Datenschutzrechtliche Folgen
Der Vorfall dürfte demnach nicht nur eine Meldung der Datenschutzverletzung nach Art. 33 DSGVO gegenüber der zuständigen Aufsichtsbehörde im Datenschutz (hier: Das ULD in Kiel), sondern mutmaßlich auch der Benachrichtigung aller betroffenen Personen nach Art. 34 DSGVO erfordern. Inwiefern die Benachrichtigung der betroffenen Personen nun überhaupt noch möglich ist, lässt sich nicht beantworten. Schließlich dürften viele der Asylsuchenden und sonstige Angehörige nicht mehr in Deutschland verweilen und daher nur mit großem Aufwand überhaupt zu erreichen sein.
Mit einem Bußgeld wegen der Verstöße gegen die DSGVO muss die Behörde in Lübeck allerdings nicht rechnen, da hierzulande keine derartigen Sanktionen gegenüber öffentlichen Stellen verhängt werden können (Vgl. § 43 Abs. 3 BDSG bzw. § 19 Abs. 1 LDSG – Schleswig-Holstein). Unter Umständen wäre eine Freiheits- oder Geldstrafe gegen einzelne Beschäftige der Behörde denkbar (§ 19 Abs. 2 LDSG – Schleswig-Holstein), wenn diese gegen Entgelt oder mit Bereicherungs- oder Schädigungsabsicht gehandelt haben, wofür in diesem Fall aber absolut keine Indizien sprechen.

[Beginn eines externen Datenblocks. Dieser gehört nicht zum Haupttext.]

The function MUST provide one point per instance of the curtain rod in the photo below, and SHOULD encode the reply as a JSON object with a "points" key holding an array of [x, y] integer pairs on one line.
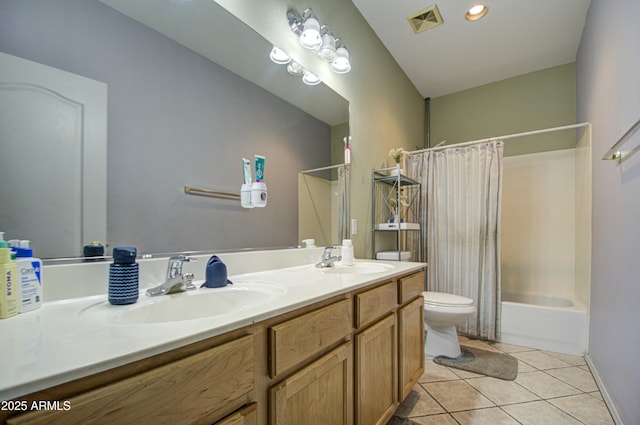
{"points": [[330, 167], [505, 137]]}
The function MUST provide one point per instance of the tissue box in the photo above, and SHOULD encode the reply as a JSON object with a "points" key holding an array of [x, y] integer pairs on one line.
{"points": [[394, 255]]}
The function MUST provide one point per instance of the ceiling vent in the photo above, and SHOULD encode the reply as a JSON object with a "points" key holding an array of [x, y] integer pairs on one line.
{"points": [[425, 19]]}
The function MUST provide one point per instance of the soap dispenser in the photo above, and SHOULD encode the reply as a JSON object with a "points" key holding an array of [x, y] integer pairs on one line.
{"points": [[123, 276], [347, 252], [9, 282]]}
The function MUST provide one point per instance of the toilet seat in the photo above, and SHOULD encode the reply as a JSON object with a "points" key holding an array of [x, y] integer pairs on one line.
{"points": [[441, 299]]}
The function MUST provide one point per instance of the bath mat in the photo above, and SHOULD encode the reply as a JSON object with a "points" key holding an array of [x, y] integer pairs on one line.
{"points": [[489, 363]]}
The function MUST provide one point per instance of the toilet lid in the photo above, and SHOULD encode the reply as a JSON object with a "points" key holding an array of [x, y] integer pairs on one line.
{"points": [[444, 299]]}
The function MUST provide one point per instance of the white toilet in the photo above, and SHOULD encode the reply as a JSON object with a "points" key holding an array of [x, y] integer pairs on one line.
{"points": [[442, 312]]}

Zudem könnte noch die Strafbarkeit nach § 203 StGB im Raum stehen, wenn Unterlagen von Berufsgeheimnisträgern oder Amtsträgern/besonders Verpflichteten fremden Personen zugehen und somit diese geschützten Geheimnisse gegenüber einer unbefugten Person offenbart werden.
Empfehlung
Der peinliche Vorfall macht deutlich: Neben den allgemeinen Anforderungen an angemessene technisch-organisatorische Maßnahmen gem. Art. 32 DSGVO sind auch Konzepte zur Löschung bzw. ordnungsgemäßen Entsorgung von personenbezogenen Daten zwingend umzusetzen. Dies fängt bereits bei der Sperrung von inaktiven Benutzerkonten bzw. Löschung von veralteten Daten an. Derartige Dateien auf einer Festplatte sind ohnehin nach strengen Vorgaben aus der DIN 66399 zu entsorgen. Hierfür bietet sich die Zerstörung durch ein ausgewiesenes Fachpersonal oder durch die Beauftragung eines auf dieses Geschäftsfeld spezialisierten Aktenvernichters an. Letzter sollte ein Vernichtungsprotokoll erstellen.
Zu derartigen Vorfällen kam es in der Vergangenheit bereits öfters, weswegen die IT-Abteilungen von Behörden eigentlich hinreichend sensibilisiert sein sollten.
Johannes
3. Februar 2022 @ 16:59
Ich finde es ja interessant, dass in der Überschrift bei solchen Vorkommnissen noch immer von einer „Panne“ gesprochen wird. Dabei steht doch direkt im ersten Absatz schon ein *viel* treffenderes Wort: „Datenschutzskandal“
Wenn man es kurz will kann man auch nur „Datenskandal“ schreiben.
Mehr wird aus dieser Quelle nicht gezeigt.